MONTPELIER, Vt. (WFFF) – Vermont State Police have signed on to a national initiative to advance women in all ranks of policing. The 30×30 Pledge aims to increase the number of women in the ranks of law enforcement agencies by 30% by 2030.
“I think law enforcement doesn’t come out as the top career choices for women, and I think that’s just because it has a history of being a male-dominated profession,” said Capt. Julie Scribner, Co-Director of Fair and Impartial Policing and Community Affairs.
Scribner says Vermont State Police didn’t hire its first female troopers until the late 1979s. Barriers are still being broken today.
“I think police have some work to do in terms of how we convey ourselves and how relatable we are to the public,” said VSP Major Ingrid Jonas.
Jonas became VSP’s first female division commander in 2017. She is among the 13% of women who represent the Vermont State Police.
“It’s like any workforce.
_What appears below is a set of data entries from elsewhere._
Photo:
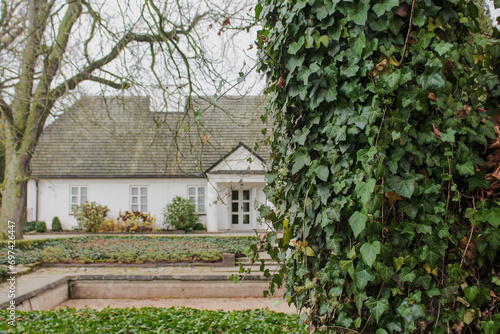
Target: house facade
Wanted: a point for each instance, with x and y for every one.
(118, 153)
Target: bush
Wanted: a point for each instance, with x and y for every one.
(41, 226)
(91, 216)
(199, 227)
(180, 214)
(56, 225)
(29, 226)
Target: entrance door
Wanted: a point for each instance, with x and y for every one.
(240, 208)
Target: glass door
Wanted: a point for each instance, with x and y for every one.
(240, 208)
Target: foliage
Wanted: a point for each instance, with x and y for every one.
(150, 319)
(56, 224)
(29, 226)
(381, 122)
(199, 227)
(180, 214)
(41, 226)
(91, 216)
(125, 249)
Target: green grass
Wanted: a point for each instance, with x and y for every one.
(152, 320)
(126, 249)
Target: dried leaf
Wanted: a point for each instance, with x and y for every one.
(436, 132)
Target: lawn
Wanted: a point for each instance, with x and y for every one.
(126, 249)
(152, 320)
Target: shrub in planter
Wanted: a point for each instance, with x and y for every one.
(90, 216)
(180, 214)
(41, 226)
(56, 225)
(136, 221)
(29, 226)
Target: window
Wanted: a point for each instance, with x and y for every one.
(197, 196)
(139, 199)
(78, 196)
(240, 207)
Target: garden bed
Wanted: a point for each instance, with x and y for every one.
(127, 249)
(149, 319)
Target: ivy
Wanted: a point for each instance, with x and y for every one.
(381, 175)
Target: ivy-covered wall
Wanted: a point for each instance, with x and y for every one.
(382, 118)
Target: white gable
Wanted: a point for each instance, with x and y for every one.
(240, 160)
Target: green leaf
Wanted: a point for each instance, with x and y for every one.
(466, 168)
(369, 252)
(322, 172)
(407, 275)
(493, 217)
(432, 78)
(301, 159)
(296, 46)
(359, 15)
(358, 44)
(471, 292)
(358, 222)
(377, 307)
(469, 316)
(363, 277)
(403, 187)
(364, 190)
(385, 6)
(443, 48)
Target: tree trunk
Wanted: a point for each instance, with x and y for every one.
(14, 191)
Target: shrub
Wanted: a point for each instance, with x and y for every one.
(29, 226)
(91, 216)
(199, 227)
(380, 132)
(180, 214)
(56, 225)
(136, 221)
(41, 226)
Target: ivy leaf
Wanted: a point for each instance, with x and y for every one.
(358, 222)
(359, 15)
(363, 277)
(466, 168)
(432, 78)
(305, 72)
(378, 307)
(369, 252)
(469, 316)
(493, 217)
(296, 46)
(301, 159)
(407, 275)
(364, 190)
(443, 48)
(358, 44)
(478, 181)
(403, 187)
(322, 172)
(385, 6)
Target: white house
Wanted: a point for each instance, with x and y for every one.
(117, 152)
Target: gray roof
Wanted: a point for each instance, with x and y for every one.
(101, 137)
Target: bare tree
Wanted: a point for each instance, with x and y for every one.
(49, 48)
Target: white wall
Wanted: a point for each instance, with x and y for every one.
(54, 196)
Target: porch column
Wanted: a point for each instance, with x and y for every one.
(212, 221)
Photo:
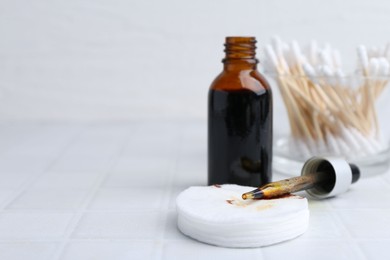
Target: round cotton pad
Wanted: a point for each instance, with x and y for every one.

If you’re missing a huge segment of the population by gender, race…really you’re not going to accurately reflect the people that you’re serving,” said Jonas. “You’re going to be diminished in terms of your creativity, productivity, even your reputation with the public, and I think that any good agency or business is going to want to have as diverse a workforce as possible.”
The South Burlington Police Department followed suit and signed the 30×30 Pledge. Chief Shawn Burke says about 18% of his force are made up of women. However, none of them hold formal ranks and they haven’t for nearly decades.
“It’s no surprise that majority of law enforcement in this country is white men and we don’t seem to have any trouble in attracting or retaining white men. But what this profession needs to do and what this pledge will help us do is help diversify those ranks,” said Burke.
Scribner says the pledge can create a more inclusive workforce across the board.
“While this initiative is focused on advancing women in policing, the framework behind it and the principles, those can be used for any kind of demographic diversity, not just gender,” said Scribner.
Major Jonas encourages all women interested in law enforcement to get involved.
“I hope that people who aspire to a career in public service and really want to fight injustice and really want to fight for a community would a consider a career in policing because it’s very rewarding and great to be part of something that’s bigger than yourself,” said Jonas.